The overall performance of the model suggests that NT-proBNP is not simply an expression of other physiological phenomena as measured by laboratory testing. Rather, much as expected, NT-proBNP brings unique value, which cannot be accurately predicted from other values. However, the degree to which it can be predicted is, perhaps, surprising since about a quarter of its variation is due to other measured factors. Likely, though, prediction is insufficiently accurate to justify a testing strategy based on the output of the OLS model. For instance, among those who were predicted to have NT-proBNP levels below 50 pg/ml, 15% had actual levels over 200 pg/ml.
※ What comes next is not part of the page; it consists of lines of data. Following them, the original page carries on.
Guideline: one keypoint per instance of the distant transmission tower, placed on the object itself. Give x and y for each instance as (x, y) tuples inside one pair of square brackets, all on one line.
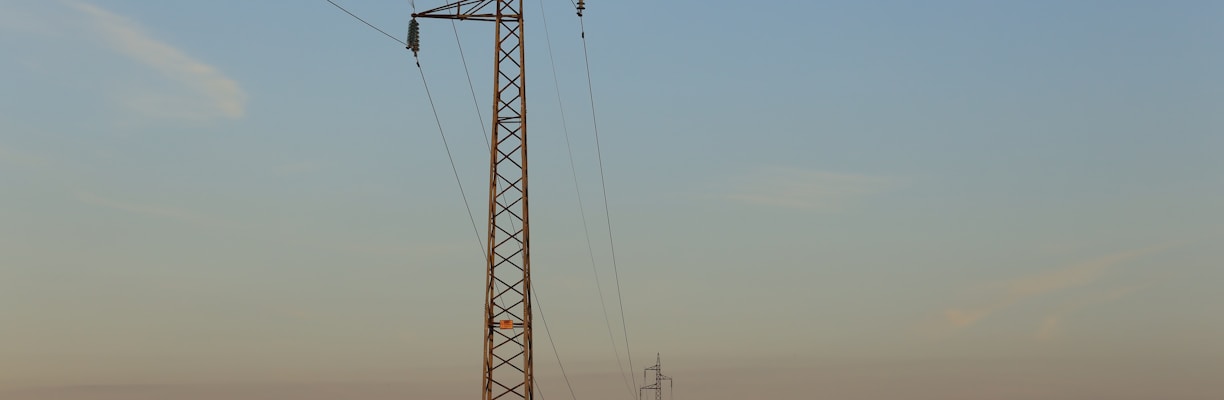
[(657, 387)]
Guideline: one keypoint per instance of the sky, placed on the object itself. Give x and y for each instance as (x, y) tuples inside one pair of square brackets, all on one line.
[(857, 200)]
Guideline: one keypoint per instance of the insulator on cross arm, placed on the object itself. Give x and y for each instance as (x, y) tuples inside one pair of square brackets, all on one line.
[(414, 37)]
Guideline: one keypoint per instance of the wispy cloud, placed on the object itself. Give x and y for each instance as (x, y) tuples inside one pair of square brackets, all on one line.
[(1021, 289), (156, 211), (1052, 324), (801, 188), (12, 157), (203, 91)]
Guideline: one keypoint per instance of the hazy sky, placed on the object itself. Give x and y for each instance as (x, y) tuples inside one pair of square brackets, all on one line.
[(857, 200)]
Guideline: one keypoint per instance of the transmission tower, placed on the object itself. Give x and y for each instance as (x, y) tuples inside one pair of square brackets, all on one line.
[(508, 363), (657, 387)]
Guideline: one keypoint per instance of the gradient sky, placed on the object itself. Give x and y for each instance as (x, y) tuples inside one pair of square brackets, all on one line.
[(858, 200)]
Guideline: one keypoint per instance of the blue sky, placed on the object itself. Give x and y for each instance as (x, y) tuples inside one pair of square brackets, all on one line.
[(238, 198)]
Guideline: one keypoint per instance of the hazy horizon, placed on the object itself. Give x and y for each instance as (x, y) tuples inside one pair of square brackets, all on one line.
[(859, 200)]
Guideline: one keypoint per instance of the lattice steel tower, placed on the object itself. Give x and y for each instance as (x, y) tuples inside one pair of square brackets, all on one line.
[(657, 387), (508, 372)]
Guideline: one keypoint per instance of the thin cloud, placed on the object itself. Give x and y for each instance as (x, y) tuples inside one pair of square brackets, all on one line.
[(12, 157), (1052, 325), (156, 211), (206, 92), (799, 188), (1018, 290)]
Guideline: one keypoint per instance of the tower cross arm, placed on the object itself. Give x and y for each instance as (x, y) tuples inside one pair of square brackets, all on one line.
[(471, 10)]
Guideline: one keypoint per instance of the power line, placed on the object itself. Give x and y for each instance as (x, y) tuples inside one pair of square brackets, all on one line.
[(582, 209), (367, 23), (447, 146), (607, 214)]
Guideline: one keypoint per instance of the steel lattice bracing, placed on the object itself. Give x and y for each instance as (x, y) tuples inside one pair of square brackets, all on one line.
[(508, 365), (657, 387)]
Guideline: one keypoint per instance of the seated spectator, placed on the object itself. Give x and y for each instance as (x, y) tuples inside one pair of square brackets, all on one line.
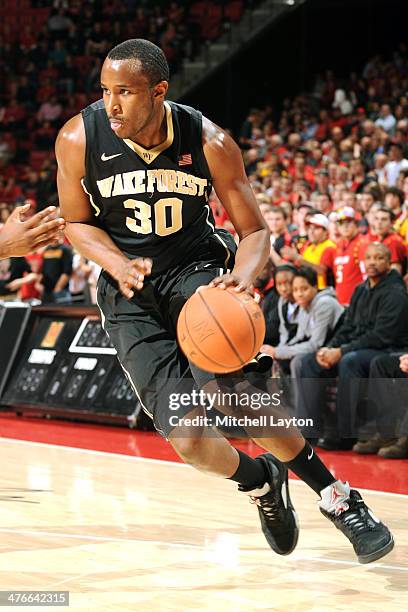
[(323, 203), (317, 226), (317, 314), (383, 232), (388, 388), (32, 289), (396, 164), (276, 219), (78, 282), (376, 321), (57, 269), (264, 286), (344, 260), (386, 120)]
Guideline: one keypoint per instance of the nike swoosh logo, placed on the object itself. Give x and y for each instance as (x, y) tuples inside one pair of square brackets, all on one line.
[(108, 157), (284, 494)]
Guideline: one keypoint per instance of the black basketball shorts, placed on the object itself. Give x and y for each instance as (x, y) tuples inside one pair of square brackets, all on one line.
[(143, 329)]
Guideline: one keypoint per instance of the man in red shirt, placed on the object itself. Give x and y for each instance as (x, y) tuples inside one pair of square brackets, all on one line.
[(344, 259), (383, 232)]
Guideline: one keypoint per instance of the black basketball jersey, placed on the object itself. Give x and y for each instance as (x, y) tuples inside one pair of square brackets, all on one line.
[(152, 202)]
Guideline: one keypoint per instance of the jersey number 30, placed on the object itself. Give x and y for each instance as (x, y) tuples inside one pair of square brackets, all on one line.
[(167, 216)]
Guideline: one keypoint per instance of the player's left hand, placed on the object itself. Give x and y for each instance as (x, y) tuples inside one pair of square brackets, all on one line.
[(233, 280)]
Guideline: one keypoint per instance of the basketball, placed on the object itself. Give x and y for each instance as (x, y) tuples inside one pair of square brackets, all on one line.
[(220, 330)]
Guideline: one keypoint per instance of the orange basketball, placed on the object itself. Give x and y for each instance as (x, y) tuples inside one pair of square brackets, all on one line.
[(220, 330)]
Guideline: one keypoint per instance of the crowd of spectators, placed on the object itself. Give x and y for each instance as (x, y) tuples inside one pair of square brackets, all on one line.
[(330, 173), (329, 170)]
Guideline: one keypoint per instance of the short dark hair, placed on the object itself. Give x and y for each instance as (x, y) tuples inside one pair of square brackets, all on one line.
[(151, 57), (397, 192), (284, 268), (308, 274), (388, 211)]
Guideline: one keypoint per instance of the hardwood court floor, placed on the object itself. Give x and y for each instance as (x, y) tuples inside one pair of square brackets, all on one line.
[(123, 533)]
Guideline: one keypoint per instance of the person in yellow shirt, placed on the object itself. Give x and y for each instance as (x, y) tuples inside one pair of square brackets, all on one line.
[(317, 226)]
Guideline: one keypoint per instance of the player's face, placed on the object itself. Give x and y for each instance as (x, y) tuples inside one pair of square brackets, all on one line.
[(284, 282), (376, 262), (130, 101), (303, 292)]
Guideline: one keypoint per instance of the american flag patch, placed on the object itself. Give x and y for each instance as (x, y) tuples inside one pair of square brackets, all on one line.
[(185, 160)]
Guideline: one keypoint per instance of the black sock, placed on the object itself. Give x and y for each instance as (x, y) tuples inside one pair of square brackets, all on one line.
[(250, 473), (310, 469)]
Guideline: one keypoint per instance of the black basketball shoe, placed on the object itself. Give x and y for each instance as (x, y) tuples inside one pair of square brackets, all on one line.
[(278, 517), (370, 538)]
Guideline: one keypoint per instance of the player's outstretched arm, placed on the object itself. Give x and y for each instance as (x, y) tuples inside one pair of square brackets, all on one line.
[(18, 236), (234, 191), (91, 241)]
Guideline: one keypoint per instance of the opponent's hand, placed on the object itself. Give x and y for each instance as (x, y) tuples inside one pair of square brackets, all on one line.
[(132, 274), (233, 280), (18, 236)]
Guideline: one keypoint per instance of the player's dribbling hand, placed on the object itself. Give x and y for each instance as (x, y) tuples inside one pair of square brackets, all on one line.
[(231, 280), (132, 275)]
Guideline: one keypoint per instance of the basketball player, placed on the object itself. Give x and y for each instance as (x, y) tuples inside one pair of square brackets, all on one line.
[(19, 237), (134, 176)]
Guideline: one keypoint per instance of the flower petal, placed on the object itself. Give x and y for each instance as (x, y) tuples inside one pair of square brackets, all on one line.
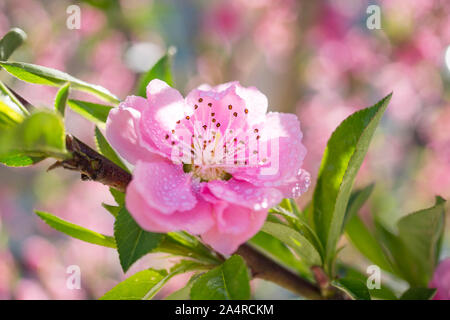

In the insurance context, this study can help modify expectations for the NT-proBNP level in applicants who have various combinations of the other predictors, and to account for the new finding of a negative correlation with albumin level. For instance, an 80-year-old man with no history of heart disease, a BMI of 28 kg/m2, a systolic BP of 130 mmHg, a creatinine of 1.1 mg/dl, and an albumin of 4.5 g/dl would have a predicted NT-proBNP level of 110 pg/ml. Increasing the creatinine to 1.7 mg/dl results in a predicted NT-proBNP of 152 pg/ml. A similar NT-proBNP of 154 pg/ml would be predicted if the creatinine remained at 1.1 mg/dl, but the albumin was lowered to 4 g/dl.
To help medical directors and underwriters with the various influencers of the NT-proBNP level, an interactive application has been created at https://sjrigatti.shinyapps.io/BNPpredict/. This application can take any combination of inputs from the predictors discussed in this paper and returns a prediction for the NT-proBNP level. It also uses prediction errors to predict higher quantiles of NT-proBNP distribution. This can help determine which levels may be abnormally high based on the other characteristics of the individual.